In ietsje meer dan een uur zal de Airbus 319 van SN Brussels Airlines ons naar de luchthaven van Malpensa, de grootste luchthaven ten noorden van Milaan, brengen.

Het is meteen ook één van de weinige momenten tijdens onze 3 daagse trip waarbij we de zaakvoerder van Maes Inox, zoals hier aan de zijde van zijn echtgenote Katrien, zo ontspannen zullen zien.

Er komen er nog wel een paar, maar ze zijn op één hand te tellen.

Want het gaat uiteraard ook nu over het imago van zijn succesvol bedrijf, en deze keer zelfs naar de ganse wereld toe.
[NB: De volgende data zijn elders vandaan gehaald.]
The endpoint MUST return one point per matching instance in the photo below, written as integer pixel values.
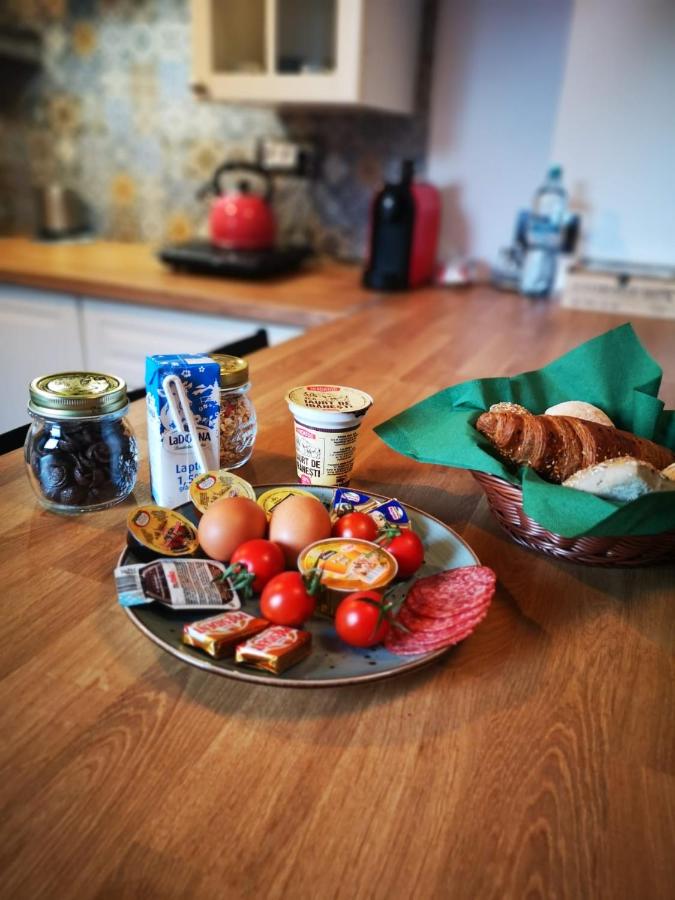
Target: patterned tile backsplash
(111, 115)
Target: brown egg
(297, 522)
(227, 523)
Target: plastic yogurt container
(327, 418)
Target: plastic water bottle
(550, 200)
(544, 236)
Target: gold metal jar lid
(67, 395)
(233, 369)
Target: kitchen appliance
(405, 221)
(242, 229)
(205, 258)
(59, 213)
(241, 219)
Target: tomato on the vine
(263, 559)
(356, 525)
(285, 599)
(408, 550)
(361, 620)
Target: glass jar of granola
(238, 425)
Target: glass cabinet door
(306, 37)
(238, 37)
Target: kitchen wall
(112, 115)
(615, 129)
(497, 80)
(589, 84)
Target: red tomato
(359, 620)
(285, 600)
(262, 558)
(409, 552)
(356, 525)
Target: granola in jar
(238, 424)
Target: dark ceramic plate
(331, 663)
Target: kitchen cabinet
(333, 52)
(47, 331)
(40, 334)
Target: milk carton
(173, 463)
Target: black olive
(72, 495)
(55, 472)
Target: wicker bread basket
(506, 502)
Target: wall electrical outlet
(285, 157)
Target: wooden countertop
(320, 292)
(536, 759)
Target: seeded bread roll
(579, 410)
(558, 446)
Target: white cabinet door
(118, 337)
(40, 334)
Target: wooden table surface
(320, 292)
(537, 759)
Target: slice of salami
(442, 610)
(426, 624)
(440, 594)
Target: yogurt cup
(327, 418)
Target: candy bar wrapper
(178, 583)
(218, 635)
(275, 649)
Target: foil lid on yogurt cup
(317, 399)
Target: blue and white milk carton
(173, 463)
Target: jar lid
(233, 369)
(67, 395)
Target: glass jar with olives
(80, 451)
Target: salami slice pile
(441, 610)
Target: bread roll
(558, 446)
(579, 410)
(619, 479)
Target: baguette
(558, 446)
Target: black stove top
(206, 258)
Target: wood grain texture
(318, 293)
(536, 760)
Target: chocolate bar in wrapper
(275, 649)
(218, 635)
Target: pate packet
(177, 583)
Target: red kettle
(241, 219)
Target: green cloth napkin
(612, 371)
In zijn zog naar de “ World Expo 2015 “ heeft Herman Maes zo’n 19 mensen mee, waaronder mensen van zijn bedrijf, belangrijke zakenrelaties en een aantal journalisten zoals Willem Asaert, culinair expert en bij het grote publiek het meest bekend als jurylid van “ Mijn Restaurant “, Sabine Goethals ( Focus Tv ) en dus ook ons.

 

 

De avenue (Via Ludovico di Breme) die er naar toe leidt ziet er een beetje troosteloos uit, maar het hotel op zich is top.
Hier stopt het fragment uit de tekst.